Golden Rock Shandy
- Location: Golden Rock, Tiruchirappalli, Tamil Nadu, India
- Coordinates: 10°47′11″N 78°43′38″E﻿ / ﻿10.7865°N 78.7272°E
- Opened: 1926; 100 years ago
- Developer: British Raj
- Parking: Mixed

= Golden Rock Shandy =

Golden Rock Shandy is a market square at Golden Rock, Tiruchirappalli in Tamil Nadu, India.

== Background ==
This weekly shandy was established in 1926 during the British regime to supply household essentials to residents of the colony who were mostly employees of railways and their families, living far away from the heart of Tiruchi city.

A farmers' market, it initially supplied vegetables only. As the population of the colony grew, the market expanded to include dry goods and wet goods, consumables, metalwares, pots, clothing, furnitures, meat, fish, poultry, livestock and electronic gadgets.

== Schedule ==
Initially, the market would be bustling every fortnight and on Sundays from dawn to dusk because the railway employees were paid salaries in cash twice in a month. When the fortnight payment system was scrapped and salaries were given in cash the 3rd day of each month, the market was conducted only on those days, abandoning the biweekly schedule.
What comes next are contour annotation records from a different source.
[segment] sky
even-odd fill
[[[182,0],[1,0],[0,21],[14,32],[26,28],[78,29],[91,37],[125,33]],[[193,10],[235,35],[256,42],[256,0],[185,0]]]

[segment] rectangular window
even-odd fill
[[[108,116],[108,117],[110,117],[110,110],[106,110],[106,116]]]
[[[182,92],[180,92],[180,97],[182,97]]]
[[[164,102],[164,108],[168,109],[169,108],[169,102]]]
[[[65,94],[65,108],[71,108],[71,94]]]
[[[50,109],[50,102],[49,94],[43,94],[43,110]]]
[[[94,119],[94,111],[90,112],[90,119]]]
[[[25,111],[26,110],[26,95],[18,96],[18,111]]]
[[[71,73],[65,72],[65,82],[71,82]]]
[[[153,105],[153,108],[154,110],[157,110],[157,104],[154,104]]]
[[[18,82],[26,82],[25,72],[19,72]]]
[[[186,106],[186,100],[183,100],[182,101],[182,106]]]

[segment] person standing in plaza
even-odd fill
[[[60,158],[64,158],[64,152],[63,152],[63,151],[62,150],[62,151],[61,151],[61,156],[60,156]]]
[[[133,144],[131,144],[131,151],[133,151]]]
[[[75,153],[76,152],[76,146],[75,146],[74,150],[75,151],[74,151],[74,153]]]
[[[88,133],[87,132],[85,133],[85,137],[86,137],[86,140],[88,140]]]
For the past few years, the market has been open only on Sundays, as the employees' salaries were credited directly into bank accounts.

== Legacy ==
The market square is visited by about 30,000 people from various parts of the district including BHEL Township, OFT, K. K. Nagar, Ponmalaipatti, Ariyamangalam, Kattur, Melakalkandarkottai, Kilakalkandarkottai and Kottapattu.